Wednesday, January 2, 2008

winter chores at baba capra--an essay in photos

Here's what a morning of animal chores looks like at our house:

My alarm goes off at around 6:30 in the morning--I'm not sure what time exactly, because our clock radio is set for an undetermined number of minutes fast. It keeps us on our toes. I tried to get a picture, but was unsuccessful.

Then I go downstairs and wake up Captain America and The Hulk and tell Superman to go back to bed. He doesn't have any chores yet, so he wakes up nice and early.

Here's The Hulk. He responds to tickling and wakes up easily, but tends to remain in bed until he has missed both the Getting Ready Timer and the Chore Timer.
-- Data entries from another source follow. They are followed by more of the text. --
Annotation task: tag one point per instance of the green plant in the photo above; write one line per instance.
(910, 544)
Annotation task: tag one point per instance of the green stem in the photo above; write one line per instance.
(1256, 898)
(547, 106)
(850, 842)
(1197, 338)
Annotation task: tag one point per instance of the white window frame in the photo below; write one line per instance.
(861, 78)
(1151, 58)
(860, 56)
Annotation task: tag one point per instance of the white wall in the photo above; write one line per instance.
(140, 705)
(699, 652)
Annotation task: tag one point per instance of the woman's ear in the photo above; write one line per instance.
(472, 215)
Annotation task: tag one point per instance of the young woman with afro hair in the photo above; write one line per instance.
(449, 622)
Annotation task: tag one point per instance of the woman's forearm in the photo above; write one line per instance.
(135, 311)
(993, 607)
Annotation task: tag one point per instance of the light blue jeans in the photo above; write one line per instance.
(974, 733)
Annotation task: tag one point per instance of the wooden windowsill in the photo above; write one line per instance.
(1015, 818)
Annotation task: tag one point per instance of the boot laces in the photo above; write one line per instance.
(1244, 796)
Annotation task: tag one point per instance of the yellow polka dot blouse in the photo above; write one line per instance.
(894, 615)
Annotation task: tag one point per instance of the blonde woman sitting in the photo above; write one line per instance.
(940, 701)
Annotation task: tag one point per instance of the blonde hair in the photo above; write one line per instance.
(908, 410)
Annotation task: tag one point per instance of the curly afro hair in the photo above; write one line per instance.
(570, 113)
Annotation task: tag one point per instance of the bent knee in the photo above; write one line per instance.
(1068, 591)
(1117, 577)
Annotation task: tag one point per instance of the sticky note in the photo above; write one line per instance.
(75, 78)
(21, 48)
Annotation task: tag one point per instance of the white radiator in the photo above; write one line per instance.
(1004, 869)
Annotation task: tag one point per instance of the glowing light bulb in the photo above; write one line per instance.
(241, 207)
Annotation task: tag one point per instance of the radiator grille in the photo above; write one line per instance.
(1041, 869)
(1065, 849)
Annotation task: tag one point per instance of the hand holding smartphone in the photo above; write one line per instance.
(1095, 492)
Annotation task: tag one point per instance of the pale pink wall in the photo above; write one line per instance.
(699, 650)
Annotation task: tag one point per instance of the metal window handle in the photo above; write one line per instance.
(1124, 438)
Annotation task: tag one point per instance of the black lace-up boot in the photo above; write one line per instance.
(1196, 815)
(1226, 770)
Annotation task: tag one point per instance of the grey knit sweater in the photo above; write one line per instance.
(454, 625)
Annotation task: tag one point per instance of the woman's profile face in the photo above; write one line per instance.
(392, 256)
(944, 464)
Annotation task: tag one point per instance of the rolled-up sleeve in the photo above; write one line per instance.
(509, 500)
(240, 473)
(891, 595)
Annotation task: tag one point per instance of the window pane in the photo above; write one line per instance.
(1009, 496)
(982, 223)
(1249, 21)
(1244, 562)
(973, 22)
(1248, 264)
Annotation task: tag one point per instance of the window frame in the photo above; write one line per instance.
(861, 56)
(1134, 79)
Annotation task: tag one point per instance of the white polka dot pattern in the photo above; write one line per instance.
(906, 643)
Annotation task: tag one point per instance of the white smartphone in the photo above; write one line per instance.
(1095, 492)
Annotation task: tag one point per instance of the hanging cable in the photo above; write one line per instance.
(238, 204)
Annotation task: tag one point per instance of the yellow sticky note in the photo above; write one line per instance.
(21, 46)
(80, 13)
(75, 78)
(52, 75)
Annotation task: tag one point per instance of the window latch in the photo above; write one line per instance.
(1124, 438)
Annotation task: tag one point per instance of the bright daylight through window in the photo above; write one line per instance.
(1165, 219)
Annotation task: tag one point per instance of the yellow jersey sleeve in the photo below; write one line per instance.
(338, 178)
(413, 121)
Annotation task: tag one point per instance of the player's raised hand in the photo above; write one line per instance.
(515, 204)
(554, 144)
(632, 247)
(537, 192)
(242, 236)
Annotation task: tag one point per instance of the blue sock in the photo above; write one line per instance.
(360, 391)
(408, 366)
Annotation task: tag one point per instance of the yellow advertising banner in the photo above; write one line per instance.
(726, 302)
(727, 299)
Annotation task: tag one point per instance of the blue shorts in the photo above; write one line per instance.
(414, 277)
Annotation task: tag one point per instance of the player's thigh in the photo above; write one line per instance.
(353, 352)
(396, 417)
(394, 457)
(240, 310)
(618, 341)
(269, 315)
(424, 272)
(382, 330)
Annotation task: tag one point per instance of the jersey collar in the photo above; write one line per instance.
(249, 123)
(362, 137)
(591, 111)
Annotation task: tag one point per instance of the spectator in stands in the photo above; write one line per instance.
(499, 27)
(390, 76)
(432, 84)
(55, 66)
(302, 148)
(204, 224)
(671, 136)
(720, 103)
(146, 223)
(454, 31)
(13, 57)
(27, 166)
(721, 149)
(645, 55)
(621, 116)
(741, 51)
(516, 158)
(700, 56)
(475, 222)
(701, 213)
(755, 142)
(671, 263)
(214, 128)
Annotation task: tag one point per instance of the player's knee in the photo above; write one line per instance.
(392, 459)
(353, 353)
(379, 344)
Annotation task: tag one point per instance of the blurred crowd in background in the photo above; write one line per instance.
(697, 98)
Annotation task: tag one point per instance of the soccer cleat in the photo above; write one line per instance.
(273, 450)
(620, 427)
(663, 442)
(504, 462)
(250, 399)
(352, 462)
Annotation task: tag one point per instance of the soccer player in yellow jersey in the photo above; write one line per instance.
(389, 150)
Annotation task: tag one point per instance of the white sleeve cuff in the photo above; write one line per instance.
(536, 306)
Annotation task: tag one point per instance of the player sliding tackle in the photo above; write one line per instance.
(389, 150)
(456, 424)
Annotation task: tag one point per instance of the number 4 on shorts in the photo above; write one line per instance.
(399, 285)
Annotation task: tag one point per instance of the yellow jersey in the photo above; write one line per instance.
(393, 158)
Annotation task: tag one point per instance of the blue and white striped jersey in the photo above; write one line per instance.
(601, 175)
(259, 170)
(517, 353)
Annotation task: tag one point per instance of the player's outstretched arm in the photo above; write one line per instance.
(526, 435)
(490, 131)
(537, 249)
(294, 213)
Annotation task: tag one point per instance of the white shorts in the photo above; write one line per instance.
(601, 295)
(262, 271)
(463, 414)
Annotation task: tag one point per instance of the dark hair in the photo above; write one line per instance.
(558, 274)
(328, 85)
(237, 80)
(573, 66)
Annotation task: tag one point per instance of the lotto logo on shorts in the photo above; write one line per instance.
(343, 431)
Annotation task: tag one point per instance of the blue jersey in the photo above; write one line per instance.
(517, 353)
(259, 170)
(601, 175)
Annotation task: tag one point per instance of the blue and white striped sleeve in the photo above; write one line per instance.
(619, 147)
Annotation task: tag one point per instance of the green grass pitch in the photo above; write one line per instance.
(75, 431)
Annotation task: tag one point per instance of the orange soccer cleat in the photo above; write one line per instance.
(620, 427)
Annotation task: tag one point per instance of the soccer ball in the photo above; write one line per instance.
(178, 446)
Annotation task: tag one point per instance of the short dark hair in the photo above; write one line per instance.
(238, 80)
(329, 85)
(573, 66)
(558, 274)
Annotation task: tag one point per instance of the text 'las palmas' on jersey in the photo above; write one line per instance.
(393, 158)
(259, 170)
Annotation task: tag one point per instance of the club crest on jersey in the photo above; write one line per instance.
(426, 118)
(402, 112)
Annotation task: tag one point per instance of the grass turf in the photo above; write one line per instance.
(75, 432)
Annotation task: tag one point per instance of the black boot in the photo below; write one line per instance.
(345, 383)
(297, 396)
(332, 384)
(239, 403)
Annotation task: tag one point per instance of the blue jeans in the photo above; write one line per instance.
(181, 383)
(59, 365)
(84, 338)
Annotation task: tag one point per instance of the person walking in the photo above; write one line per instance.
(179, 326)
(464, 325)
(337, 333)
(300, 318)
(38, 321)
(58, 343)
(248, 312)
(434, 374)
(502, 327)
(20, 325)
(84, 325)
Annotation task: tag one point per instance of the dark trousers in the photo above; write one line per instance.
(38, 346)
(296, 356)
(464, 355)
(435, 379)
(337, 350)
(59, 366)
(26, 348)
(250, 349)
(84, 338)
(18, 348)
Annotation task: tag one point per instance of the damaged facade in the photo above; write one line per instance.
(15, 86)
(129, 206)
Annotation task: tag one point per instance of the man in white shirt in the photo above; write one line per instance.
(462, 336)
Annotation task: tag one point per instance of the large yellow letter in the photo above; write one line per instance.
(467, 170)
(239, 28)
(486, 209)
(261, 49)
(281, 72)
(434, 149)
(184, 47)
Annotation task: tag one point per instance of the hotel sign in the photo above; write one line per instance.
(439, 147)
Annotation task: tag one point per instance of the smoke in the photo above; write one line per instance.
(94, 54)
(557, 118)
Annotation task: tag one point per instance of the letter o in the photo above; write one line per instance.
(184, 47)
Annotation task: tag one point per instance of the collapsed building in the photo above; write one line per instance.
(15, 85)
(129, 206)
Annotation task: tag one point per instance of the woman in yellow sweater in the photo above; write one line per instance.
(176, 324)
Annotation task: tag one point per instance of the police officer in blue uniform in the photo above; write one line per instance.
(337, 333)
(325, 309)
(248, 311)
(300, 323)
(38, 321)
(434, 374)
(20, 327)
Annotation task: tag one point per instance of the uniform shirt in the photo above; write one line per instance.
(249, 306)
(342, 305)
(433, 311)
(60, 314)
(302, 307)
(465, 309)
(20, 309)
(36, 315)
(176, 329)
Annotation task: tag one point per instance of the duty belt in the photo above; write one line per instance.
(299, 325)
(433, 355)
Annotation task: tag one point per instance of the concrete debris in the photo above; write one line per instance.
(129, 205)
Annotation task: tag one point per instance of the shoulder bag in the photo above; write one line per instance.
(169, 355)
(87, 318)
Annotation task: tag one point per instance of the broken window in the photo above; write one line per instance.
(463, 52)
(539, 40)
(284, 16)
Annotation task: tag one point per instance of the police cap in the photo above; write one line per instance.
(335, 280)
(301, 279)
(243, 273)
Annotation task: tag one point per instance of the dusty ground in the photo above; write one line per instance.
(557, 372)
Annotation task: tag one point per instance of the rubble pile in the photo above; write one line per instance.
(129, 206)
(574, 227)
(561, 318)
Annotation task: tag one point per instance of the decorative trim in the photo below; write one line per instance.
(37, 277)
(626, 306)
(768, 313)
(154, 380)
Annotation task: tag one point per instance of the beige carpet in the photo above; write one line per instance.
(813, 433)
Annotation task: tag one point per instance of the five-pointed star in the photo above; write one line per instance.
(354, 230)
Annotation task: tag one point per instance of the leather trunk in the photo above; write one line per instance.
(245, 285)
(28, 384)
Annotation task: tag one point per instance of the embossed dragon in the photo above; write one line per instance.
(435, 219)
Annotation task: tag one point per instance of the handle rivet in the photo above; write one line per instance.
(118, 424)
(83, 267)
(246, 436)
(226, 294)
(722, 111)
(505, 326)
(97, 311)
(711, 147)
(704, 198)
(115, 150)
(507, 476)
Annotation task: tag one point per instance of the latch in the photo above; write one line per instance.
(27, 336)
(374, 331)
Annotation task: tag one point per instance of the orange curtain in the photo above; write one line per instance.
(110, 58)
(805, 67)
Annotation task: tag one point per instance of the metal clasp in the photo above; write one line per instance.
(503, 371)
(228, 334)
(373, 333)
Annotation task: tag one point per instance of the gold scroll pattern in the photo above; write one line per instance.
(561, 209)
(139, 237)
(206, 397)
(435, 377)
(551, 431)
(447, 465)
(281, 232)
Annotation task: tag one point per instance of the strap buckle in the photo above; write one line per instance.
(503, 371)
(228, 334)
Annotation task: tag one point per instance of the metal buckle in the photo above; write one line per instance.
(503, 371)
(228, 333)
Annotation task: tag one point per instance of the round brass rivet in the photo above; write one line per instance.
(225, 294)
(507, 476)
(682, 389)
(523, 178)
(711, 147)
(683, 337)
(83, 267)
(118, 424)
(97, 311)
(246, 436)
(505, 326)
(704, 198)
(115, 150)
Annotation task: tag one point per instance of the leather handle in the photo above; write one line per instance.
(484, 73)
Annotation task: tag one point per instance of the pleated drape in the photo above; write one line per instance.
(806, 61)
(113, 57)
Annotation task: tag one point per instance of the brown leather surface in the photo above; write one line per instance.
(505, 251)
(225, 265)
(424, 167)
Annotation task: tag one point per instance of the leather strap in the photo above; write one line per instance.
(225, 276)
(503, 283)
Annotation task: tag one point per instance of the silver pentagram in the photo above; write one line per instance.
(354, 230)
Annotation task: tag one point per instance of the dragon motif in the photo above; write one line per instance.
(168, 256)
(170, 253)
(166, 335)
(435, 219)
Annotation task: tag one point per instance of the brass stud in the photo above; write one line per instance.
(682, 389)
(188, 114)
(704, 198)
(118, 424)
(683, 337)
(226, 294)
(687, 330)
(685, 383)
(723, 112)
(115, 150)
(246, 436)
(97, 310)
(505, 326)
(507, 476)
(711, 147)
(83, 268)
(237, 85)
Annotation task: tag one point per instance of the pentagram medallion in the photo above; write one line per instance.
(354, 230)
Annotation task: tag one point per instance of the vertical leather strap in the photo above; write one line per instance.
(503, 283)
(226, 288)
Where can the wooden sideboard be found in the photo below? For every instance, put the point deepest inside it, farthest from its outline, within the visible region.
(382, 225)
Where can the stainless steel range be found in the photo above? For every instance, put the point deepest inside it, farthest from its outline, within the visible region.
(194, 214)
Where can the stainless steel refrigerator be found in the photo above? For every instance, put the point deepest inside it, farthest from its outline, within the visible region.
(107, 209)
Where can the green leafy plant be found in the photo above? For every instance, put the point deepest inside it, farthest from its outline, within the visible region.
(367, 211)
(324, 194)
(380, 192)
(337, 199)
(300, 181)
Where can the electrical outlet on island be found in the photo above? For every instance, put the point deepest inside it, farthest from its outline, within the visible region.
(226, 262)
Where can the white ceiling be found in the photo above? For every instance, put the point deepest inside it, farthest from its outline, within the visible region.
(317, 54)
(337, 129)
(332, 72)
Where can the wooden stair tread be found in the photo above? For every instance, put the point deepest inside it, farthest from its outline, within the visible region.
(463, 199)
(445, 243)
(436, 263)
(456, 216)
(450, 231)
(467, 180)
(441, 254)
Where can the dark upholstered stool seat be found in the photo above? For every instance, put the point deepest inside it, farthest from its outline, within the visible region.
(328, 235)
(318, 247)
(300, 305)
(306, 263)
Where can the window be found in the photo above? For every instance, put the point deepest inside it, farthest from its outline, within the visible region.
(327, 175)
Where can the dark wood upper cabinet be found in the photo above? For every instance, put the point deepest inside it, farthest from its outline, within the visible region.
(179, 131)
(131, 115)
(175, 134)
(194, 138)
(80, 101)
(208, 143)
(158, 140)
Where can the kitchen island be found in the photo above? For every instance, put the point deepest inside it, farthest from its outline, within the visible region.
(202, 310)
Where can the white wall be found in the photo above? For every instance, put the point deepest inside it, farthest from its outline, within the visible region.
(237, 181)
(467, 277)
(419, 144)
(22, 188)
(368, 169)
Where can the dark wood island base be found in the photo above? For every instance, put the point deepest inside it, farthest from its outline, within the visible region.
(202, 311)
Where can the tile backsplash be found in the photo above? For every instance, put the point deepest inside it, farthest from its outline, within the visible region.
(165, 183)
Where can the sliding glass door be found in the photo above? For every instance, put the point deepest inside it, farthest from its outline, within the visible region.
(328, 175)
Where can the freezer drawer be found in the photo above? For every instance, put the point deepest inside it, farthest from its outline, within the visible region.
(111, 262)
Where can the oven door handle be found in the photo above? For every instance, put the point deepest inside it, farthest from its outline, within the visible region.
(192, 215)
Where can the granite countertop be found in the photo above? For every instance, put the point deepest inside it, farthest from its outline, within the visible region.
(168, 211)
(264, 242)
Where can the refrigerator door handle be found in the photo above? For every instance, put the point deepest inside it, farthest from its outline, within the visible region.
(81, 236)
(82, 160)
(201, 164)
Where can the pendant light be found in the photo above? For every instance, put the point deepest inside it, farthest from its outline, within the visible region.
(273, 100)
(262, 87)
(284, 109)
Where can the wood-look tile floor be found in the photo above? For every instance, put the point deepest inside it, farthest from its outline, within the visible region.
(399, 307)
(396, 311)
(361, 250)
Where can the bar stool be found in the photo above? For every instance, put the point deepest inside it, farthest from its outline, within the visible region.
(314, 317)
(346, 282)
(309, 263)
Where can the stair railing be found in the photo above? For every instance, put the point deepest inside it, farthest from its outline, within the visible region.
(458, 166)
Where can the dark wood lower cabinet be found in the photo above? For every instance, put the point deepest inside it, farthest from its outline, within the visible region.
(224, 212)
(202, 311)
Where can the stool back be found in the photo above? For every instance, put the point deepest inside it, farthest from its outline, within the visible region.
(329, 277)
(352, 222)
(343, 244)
Here's Captain America. He is more resistant to tickling, but eventually succumbs, then usually gets ready fairly quickly.

We get all suited up in our chore togs, which can take anywhere from 2 minutes to (in The Hulk's case) 20 minutes or longer (hence the Getting Ready Timer). Then it's outside into the freezing mess, which is far preferable to the muddy mess of spring and fall.

This is the grain bin. We give the goats about 5 lbs. of grain each morning.

This is the haystack in the barn--known to most people as a garage. We give the goats 6-8 flakes of hay in the morning, then again in the afternoon. This is the new batch of hay we bought from my uncle Kenny, because ours was so pathetic.

Here are the ladies chowing down on their grain--you can see that Tilde has some in her hair.

Here's Cyclone eating his grain. We have to grain him separately because he can't fit his horns through the panels, and he shoves everyone else aside.

You can sort of see Captain America inside the chicken coop, getting ready to feed them. There aren't many eggs in the winter, because there's not enough light, and we like to give them a little break.

This is the cat's food and water dish--the water is frozen, and The Hulk hasn't fed him yet. The feral mama cat also eats the food, but it doesn't seem to have harmed Skiver.

As my dad says, he's almost as wide as he is long.

Here is the outside faucet, which is usually frozen in the winter, so . . .

. . . we take the water (empty dish soap) buckets inside and fill them in the sink.

Then we fill all the water containers that need it, and come inside to have breakfast.

Fascinating stuff, no? It doesn't take too long, but when it's 4 degrees outside I have to hurry and get ready before I think too much about it.


Claire said...

I liked your photos. It looks like fun. You guys are real farmers.